After this introduction we then turn to a positive analysis of fiscal policy. “Positive” means that in this part of the course we take government policy as given (that is, we do not ask why the government does what it does) and analyze the impact of this policy on individual decisions and the macro economy. As examples we will look at the impact of tax cuts, the introduction of an unfunded social security system (as well as its reform) and unemployment insurance and welfare programs. Our analysis will be model-based, but we will relate the results from the theory to the political debate, e.g. those surrounding

  • The economic stimulus programs that came after the Great Recession,
  • Health care reform (ObamaCare),
  • The Tax Cuts and Jobs Act of 2017 (TCJA, Public Law No. 115-97).
  • Fiscal Responses to the COVID-19 Pandemic.
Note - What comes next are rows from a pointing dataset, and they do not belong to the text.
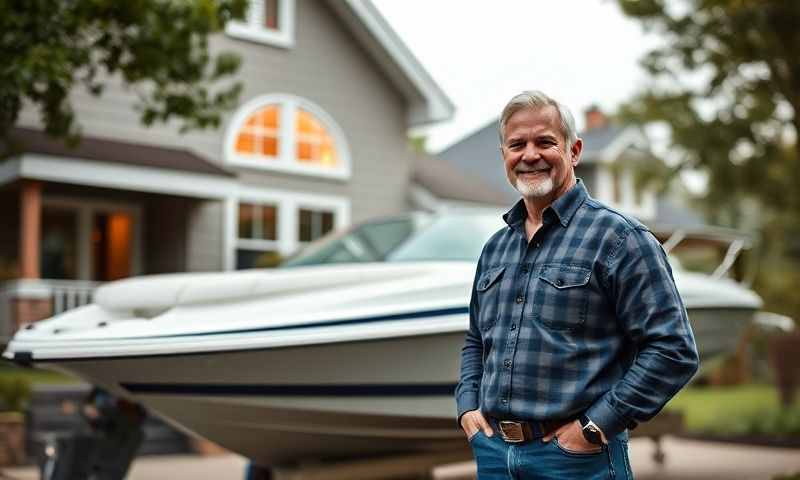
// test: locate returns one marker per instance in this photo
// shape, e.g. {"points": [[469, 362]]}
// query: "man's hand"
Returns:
{"points": [[570, 436], [473, 421]]}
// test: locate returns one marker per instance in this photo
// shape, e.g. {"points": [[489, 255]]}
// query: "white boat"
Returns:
{"points": [[352, 349]]}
We will also study briefly optimal fiscal policy, that is, we ask how the government should conduct fiscal policy. The answer to this question does depend on the goals of the government as well as on its ability to commit itself to future policy. For example, under some fairly general conditions we will derive some strong results about the optimal mix of labor and capital income taxes.

Second, this course studies the aggregate economics of climate change. We will start by looking at how economics looks at the problem of solving an externality, what is called Pigou taxation. We will then look at the modern way in which economic activity affects global change and viceversa. We will finish by discussing how to use Pigou taxation to address the problems of climate change.